Artık masada MİT’in yanı sıra TBMM heyeti var. Görüşme tutanakları meclis arşivine giriyor. Resmi muhataplık düzeyi güvenlik bürokrasisinden Meclis düzeyine taşınmış oldu.
TBMM başkanlığından görüşmeyle ilgili şu açıklama yapıldı:
“Türkiye Büyük Millet Meclisi’nde Kurulan Milli Dayanışma, Kardeşlik ve Demokrasi Komisyonu, ilk toplantısını yaptığı 5 Ağustos 2025 tarihinden bugüne kadar 18 kez toplanmış ve ilgili kesimlere dönük dinleme faaliyetlerini gerçekleştirmiştir.

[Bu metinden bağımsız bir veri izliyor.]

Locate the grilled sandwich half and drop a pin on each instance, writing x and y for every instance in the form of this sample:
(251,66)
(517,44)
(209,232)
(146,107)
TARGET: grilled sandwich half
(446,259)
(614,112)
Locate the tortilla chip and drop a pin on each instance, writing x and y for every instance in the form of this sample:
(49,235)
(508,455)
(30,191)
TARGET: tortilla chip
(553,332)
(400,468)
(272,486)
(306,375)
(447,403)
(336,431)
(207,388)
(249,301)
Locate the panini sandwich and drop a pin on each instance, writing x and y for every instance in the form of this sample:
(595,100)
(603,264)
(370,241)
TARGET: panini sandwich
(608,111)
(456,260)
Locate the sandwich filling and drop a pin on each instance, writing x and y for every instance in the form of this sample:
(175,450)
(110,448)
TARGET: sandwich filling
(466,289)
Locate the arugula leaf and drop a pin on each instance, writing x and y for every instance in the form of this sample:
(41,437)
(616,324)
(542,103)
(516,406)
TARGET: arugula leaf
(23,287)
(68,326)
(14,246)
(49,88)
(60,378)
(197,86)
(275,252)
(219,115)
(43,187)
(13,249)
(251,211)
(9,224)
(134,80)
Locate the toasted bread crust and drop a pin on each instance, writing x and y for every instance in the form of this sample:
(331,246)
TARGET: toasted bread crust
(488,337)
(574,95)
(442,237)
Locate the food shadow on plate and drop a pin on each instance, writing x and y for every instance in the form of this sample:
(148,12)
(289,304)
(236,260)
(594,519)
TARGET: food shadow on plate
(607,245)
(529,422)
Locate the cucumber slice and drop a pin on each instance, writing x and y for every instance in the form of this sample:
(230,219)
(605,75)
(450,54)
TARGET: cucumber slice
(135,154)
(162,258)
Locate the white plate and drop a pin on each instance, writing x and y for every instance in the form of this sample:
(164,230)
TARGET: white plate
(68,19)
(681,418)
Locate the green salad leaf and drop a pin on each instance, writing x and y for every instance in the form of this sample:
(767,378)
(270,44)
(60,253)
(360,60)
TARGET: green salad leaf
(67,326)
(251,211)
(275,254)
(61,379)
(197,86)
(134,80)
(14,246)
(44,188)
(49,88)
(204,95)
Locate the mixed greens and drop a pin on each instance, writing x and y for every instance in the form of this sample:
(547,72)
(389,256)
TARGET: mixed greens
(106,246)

En son 21 Kasım 2025 tarihinde yapılan 18’inci toplantısında ise İmralı Yüksek Güvenlikli Ceza İnfaz Kurumu’nda Abdullah Öcalan’ın dinlenmesi konusunda nitelikli çoğunlukla karar alınmıştır.
Söz konusu karar doğrultusunda, 27 Şubat’ta yapılan Barış ve Demokratik Toplum Çağrısı akabinde örgütün kendisini feshetmesi ve silah bırakması yönündeki açıklamaları yanı sıra Suriye’de 10 Mart mutabakatının hayata geçirilmesine yönelik sorulan sorular kapsamında detaylı beyanları alınmıştır.
Görüşme neticesinde; toplumsal bütünleşme, kardeşliğin pekiştirilmesi ve bölgesel perspektife yönelik sürecin pozitif ilerletilmesi açısından olumlu sonuçlar alınmıştır.”
Açıklamadan anlaşıldığı üzere komisyon üyeleri adadan memnun ayrılmışlardır.
Devlet Öcalan’ın PKK, DEM, PYD ve YPG üzerindeki etkisini hesaba katarak bu ziyareti gerçekleştirmiştir.
Açıklamada SDG ile Şam yönetimi arasında imzalanan 10 Mart Mutabakatına vurgu yapılması ziyaretin asıl amacının SDG’nin entegrasyon adı altında silahsızlandırılıp Colani’ye teslim olmasını Öcalan üzerinden sağlamak.
Yani Rojava’daki özek yapının lağvedilmesine yönelik bir strateji geliştirmek.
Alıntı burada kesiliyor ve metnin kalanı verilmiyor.